Auch Menschen im Sozialleistungsbezug würden unterschiedlich behandelt: Während ein Ehepaar, das von Hartz IV lebt, insgesamt 400 Euro bekomme, könne ein Ehepaar in der Grundsicherung im Alter nur 200 Euro erhalten. Diese Ungerechtigkeiten müssten endlich beseitigt werden.
Jusos: Mehrwertsteuer auf Grundnahrungsmittel streichen
Die Jusos forderten ein neues Entlastungspaket, von dem neben Senioren auch junge Menschen profitieren sollen. "Zur Entlastung brauchen wir eine dauerhafte Streichung der Mehrwertsteuer auf Grundnahrungsmittel und einen Energiekostenzuschuss, der tatsächlich auch bei allen Menschen ankommt", sagte die Chefin des Jugendverbands der SPD der Nachrichtenagentur dpa.
Neuverschuldung wächst auf 138,9 Milliarden Euro
Mit dem Entlastungspaket wächst die für das laufende Jahr veranschlagte Neuverschuldung von 99,7 Milliarden Euro auf dann 138,9 Milliarden Euro. Zu dem Paket gehören die befristete Absenkung der Energiesteuern auf Kraftstoffe, die Energiepreispauschale von 300 Euro für alle Steuerpflichtigen, einmalig 200 Euro für Empfängerinnen und Empfänger von Sozialleistungen, der Kinderbonus von 100 Euro sowie Erstattungen an die Länder in Höhe von 2,5 Milliarden Euro für das in den Monaten Juni bis August geplante Neun-Euro-Monatsticket für öffentliche Verkehrsmittel.
Insgesamt knapp 14 Milliarden Euro sind im Ergänzungshaushalt für noch nicht genau bezifferbare Risiken enthalten. Dabei geht es etwa um Auswirkungen des kriegsbedingt erwarteten geringeren Wirtschaftswachstums. Im Ergänzungshaushalt enthalten sind mit Blick auf den Ukraine-Krieg die Aufstockung der sogenannten Ertüchtigungshilfe für Partnerstaaten um 1,8 Milliarden Euro auf zwei Milliarden Euro, die vor allem der Ukraine weitere Waffenkäufe ermöglichen soll. Zwei Milliarden Euro sollen die Länder und Kommunen für die Aufnahme und Versorgung von Geflüchteten aus der Ukraine erhalten. Noch einmal eine Milliarde Euro wird zur Sicherung von Energiereserven bereitgestellt.

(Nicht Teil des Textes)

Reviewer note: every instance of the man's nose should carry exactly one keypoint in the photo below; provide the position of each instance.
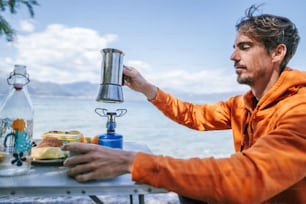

Außerdem enthalten sind zusätzliche Aufwendungen in Verbindung mit der Corona-Pandemie. Letzteres betrifft etwa Kosten für Impfungen und Tests sowie zur weiteren finanziellen Entlastung der Krankenhäuser. Die Pandemie-bedingten Kosten sind auch Hauptursache für die bereits im ursprünglichen Haushaltsentwurf eingeplante hohe Verschuldung, für die eine Ausnahmeregel von der Schuldenbremse genutzt wird.
Paket ist nicht zustimmungspflichtig
Bei all der Kritik - vor allem aus dem Bundesrat: Die Länderkammer hat keine Möglichkeit, das Vorhaben zu stoppen. Nach der Beschlussfassung des Bundestages kann sie den Etat abschließend billigen. Weil das Haushaltsgesetz aber nicht zustimmungspflichtig ist, kann der Bundesrat das Vorhaben aber praktisch nicht aufhalten.